Sur pellicule, elle n'a plus trop d'intérêt et se heurte à un réalisme qui ne peut laisser place au décalage provoqué par le texte. En effet, cette histoire de deux couples qui ne se connaissent ni d'Eve ni d'Adam et qui parlent à bâtons rompus de tout et de rien alors qu'ils répètent qu'ils ont d'autres chats à fouetter, est tout à fait envisageable au théâtre qui est une porte ouverte au burlesque, voire au surréaliste. Mais dès que cela passe par la moulinette d'une caméra, ça ne rend plus rien et les effets tout à fait artificiels qu'exige le scénario de base nous sautent aux yeux (les deux couples devant quasiment toujours être dans la même pièce).

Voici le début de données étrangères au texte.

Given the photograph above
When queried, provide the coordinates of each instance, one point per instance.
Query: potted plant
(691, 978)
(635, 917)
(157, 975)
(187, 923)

Pour ma part, je n'ai pas pu m'en détacher et ça m'a gâché tout le fond du film. De plus, le texte n'a pas forcément été assez retravaillé pour le cinéma, les répliques souvent trop théâtrales font tiquer. La réalisation, quant à elle, n'a guère d'intérêt.
Le seul, et tout de même grand, intérêt de Carnage reste donc les comédiens. Quatre excellents acteurs qui se délectent de leur rôle. Entre Kate Winslet qui pète un boulon derrière ses sourires forcés, Jodie Foster en BoBo hystérique, Christoph Walz en avocat cynique et John C. Reilly en gros beauf fataliste, il y a de quoi faire. Les compositions sont soignées.
Malheureusement, le tout reste vain, n'apporte pas grand-chose et souffre, peut-être même, d'un manque de réactualisation dans ses thèmes (la pièce date de 2007, quatre ans c'est long finalement). Cela manque donc un peu de propos liés à l'actualité un peu plus récente. Et puis, avec une telle confrontation qui monte crescendo, le film accuse une durée ridiculement petite : 1h20. J'avoue qu'à la dernière scène je me suis dit « ça y est, le film devient enfin intéressant ! » et paf, c'était fini...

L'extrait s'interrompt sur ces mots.